HealthcareJanuary 11, 2014

Advances in the field of cardiovascular technology have led to the demand for educational programs that focus on providing students with the tools they need to be successful in an increasingly technology-driven world.

A cardiovascular technologist program prepares students to care for patients who have heart disease, atrial fibrillation (Afib), and heart arrhythmia, along with other conditions such as high blood pressure and stroke that are often brought on by heart-related complications. Cardiovascular technologists also see patients whose ailments are often the result of obesity, high blood pressure, lack of exercise and tobacco use. Sometimes these conditions are even brought on by age, gender and family history. With such a wide range of ancillary conditions in addition to the patient's heart disease, a cardiovascular technologist needs to recognize many symptoms, and be able to detect any other problems the patient may not have even noticed.

When working in this field, a cardiovascular technologist can be expected to monitor a patient's vital signs as well as take accurate blood pressure readings. They may also perform an electrocardiogram (EKG) on a patient to monitor the performance of a patient's heart. This may also include evaluating a patient with a Holter monitor, which records a patient's heart activity within a 24-hour period, as well as performing a stress test on a patient.

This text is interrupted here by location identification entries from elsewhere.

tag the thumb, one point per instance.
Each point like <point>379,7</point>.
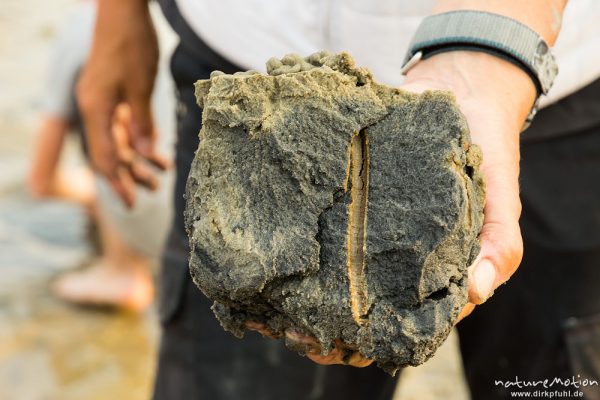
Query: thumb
<point>500,256</point>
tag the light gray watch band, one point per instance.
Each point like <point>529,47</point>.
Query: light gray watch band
<point>487,32</point>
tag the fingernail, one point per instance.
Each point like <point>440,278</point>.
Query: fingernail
<point>485,276</point>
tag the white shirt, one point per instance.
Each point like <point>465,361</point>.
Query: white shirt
<point>375,32</point>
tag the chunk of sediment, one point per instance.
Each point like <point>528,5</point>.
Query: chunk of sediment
<point>322,201</point>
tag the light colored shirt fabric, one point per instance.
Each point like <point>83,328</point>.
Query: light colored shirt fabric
<point>71,48</point>
<point>375,32</point>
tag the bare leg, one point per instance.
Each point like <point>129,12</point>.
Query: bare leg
<point>120,277</point>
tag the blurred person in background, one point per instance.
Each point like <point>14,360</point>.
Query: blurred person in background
<point>522,331</point>
<point>128,242</point>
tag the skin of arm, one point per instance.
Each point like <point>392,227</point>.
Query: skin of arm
<point>121,71</point>
<point>494,95</point>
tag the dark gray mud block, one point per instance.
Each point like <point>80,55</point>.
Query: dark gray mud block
<point>323,202</point>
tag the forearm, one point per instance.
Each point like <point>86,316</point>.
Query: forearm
<point>501,86</point>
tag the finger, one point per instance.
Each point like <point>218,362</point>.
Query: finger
<point>141,126</point>
<point>465,312</point>
<point>123,185</point>
<point>97,114</point>
<point>358,360</point>
<point>262,329</point>
<point>142,175</point>
<point>501,243</point>
<point>334,357</point>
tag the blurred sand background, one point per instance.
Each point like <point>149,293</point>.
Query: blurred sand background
<point>51,350</point>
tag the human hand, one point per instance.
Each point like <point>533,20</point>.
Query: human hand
<point>495,97</point>
<point>340,354</point>
<point>114,96</point>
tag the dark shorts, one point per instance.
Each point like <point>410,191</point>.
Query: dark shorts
<point>545,323</point>
<point>198,359</point>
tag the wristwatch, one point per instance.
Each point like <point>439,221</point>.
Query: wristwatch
<point>486,32</point>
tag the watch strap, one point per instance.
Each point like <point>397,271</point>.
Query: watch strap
<point>487,32</point>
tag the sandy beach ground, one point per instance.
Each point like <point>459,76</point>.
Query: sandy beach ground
<point>49,349</point>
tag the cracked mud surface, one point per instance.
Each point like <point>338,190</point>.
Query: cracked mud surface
<point>322,201</point>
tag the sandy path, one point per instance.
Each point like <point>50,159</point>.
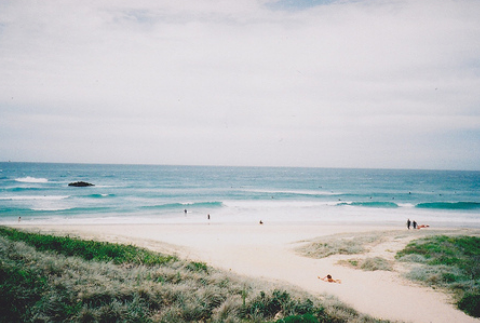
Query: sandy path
<point>267,252</point>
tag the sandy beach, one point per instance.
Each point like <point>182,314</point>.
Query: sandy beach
<point>268,252</point>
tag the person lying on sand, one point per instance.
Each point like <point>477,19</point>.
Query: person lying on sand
<point>329,279</point>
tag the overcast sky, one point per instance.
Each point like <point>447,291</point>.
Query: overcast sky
<point>361,83</point>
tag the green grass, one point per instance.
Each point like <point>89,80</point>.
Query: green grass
<point>53,279</point>
<point>451,262</point>
<point>88,250</point>
<point>340,245</point>
<point>368,264</point>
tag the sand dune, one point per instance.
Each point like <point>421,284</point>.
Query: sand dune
<point>267,251</point>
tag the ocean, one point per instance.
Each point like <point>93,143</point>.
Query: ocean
<point>39,192</point>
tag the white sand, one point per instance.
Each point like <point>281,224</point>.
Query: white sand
<point>266,251</point>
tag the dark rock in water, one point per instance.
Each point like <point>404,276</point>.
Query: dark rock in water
<point>80,184</point>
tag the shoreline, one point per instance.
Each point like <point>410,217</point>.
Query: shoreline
<point>267,252</point>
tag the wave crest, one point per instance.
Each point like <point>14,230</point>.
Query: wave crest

Cardiovascular technologists can be expected to perform more complicated work, including assisting a doctor with a cardiac catheterization, preparing a patient before a surgical procedure and monitoring a patient during heart surgery. Trained cardiovascular technologists can assist surgeons with the insertion of pacemakers as well as stents. During these lifesaving operations, being a vital team member of a surgical staff is crucial not only to the surgeon, but also to the patient.

Advances in the Field

Significant advances in the cardiovascular field will require additional learning opportunities for students in a cardiovascular technologist program. This includes an increased study and understanding of the following:

  • Sophisticated imaging techniques that will be able to more accurately diagnosis a patient
  • New devices that can perform detailed arrhythmia analysis
  • Wireless as well as ambulatory patient monitoring

These sophisticated medical and technological advances will require cardiovascular technologists to be up to speed not only with knowledge of the latest medical equipment, but treatments, too.